Relationships between body mass index with oral estradiol dose and serum estradiol concentration in transgender adults undergoing feminising hormone therapy.

AIM: Feminising hormone therapy with estradiol is used to align an individual's physical characteristics with their gender identity. Given considerable variations in doses of estradiol therapy administered as gender-affirming hormone therapy (GAHT), we aimed to assess if body mass index (BMI) correlated with estradiol dose/concentration and assess the correlation between estradiol dose and estradiol concentrations. METHODS: In a retrospective cross-sectional study, we analysed transgender individuals attending a primary or secondary care clinic in Melbourne, Australia who were prescribed oral estradiol valerate for at least 6 months and had estradiol dose and concentration available. Estradiol concentration was measured by immunoassay. Outcomes were the correlation between estradiol dose and BMI, and estradiol dose and estradiol concentration. RESULTS: Data were available for 259 individuals {median age 25.8 [interquartile range (IQR) 21.9, 33.5] years}. Median duration of estradiol therapy was 24 (15, 33) months. Median estradiol concentration was 328 (238, 434) pmol/l [89 (65, 118) pg/ml] on 6 (4, 8) mg estradiol valerate. Median BMI was 24.7 (21.8, 28.6) kg/m2. There was a weak positive correlation between estradiol dose and estradiol concentration (r = 0.156, p = 0.012). There was no correlation between BMI and estradiol concentration achieved (r = -0.063, p = 0.413) or BMI and estradiol dose (r = 0.048, p = 0.536).

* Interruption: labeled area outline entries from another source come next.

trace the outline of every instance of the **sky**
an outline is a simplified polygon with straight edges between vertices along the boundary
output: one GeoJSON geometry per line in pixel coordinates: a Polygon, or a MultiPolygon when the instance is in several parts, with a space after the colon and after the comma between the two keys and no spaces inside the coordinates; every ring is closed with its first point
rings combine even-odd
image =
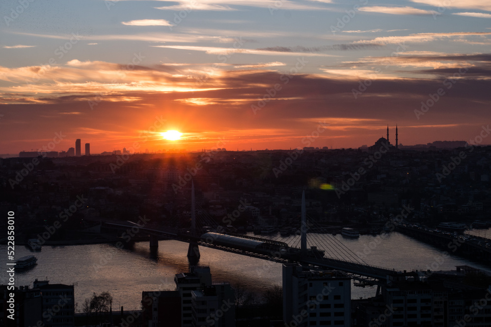
{"type": "Polygon", "coordinates": [[[404,145],[468,142],[491,117],[489,0],[3,0],[0,12],[0,153],[77,139],[92,153],[357,148],[387,125],[393,144],[396,124],[404,145]]]}

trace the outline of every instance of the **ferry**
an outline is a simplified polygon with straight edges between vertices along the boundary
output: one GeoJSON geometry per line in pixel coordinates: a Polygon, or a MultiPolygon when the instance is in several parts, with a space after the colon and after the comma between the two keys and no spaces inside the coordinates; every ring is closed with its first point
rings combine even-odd
{"type": "Polygon", "coordinates": [[[440,223],[437,226],[438,228],[451,231],[464,231],[467,226],[465,224],[457,223],[440,223]]]}
{"type": "Polygon", "coordinates": [[[30,238],[27,240],[27,245],[33,251],[40,251],[41,244],[39,244],[39,240],[36,238],[30,238]]]}
{"type": "Polygon", "coordinates": [[[261,234],[271,234],[276,230],[273,226],[261,226],[260,228],[261,234]]]}
{"type": "Polygon", "coordinates": [[[341,230],[341,234],[348,237],[359,237],[360,233],[356,229],[349,227],[345,227],[341,230]]]}
{"type": "Polygon", "coordinates": [[[489,226],[488,223],[481,220],[476,220],[472,223],[472,228],[487,228],[489,226]]]}
{"type": "Polygon", "coordinates": [[[27,255],[18,259],[15,261],[15,268],[17,269],[27,268],[36,264],[37,258],[34,255],[27,255]]]}

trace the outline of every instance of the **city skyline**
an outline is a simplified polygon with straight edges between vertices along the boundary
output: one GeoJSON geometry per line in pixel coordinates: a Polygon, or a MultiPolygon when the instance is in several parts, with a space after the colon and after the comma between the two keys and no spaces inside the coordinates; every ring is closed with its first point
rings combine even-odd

Estradiol concentrations were within the target range recommended in consensus guidelines in 172 (66%) individuals. CONCLUSION: Estradiol dose was only weakly correlated with estradiol concentration, suggesting significant interindividual variability. Prescription of estradiol dose should not be based upon an individual's BMI, which did not correlate with estradiol concentration achieved. In all, 66% of individuals achieved estradiol concentrations recommended in Australian consensus guidelines with a relatively high oral estradiol dose.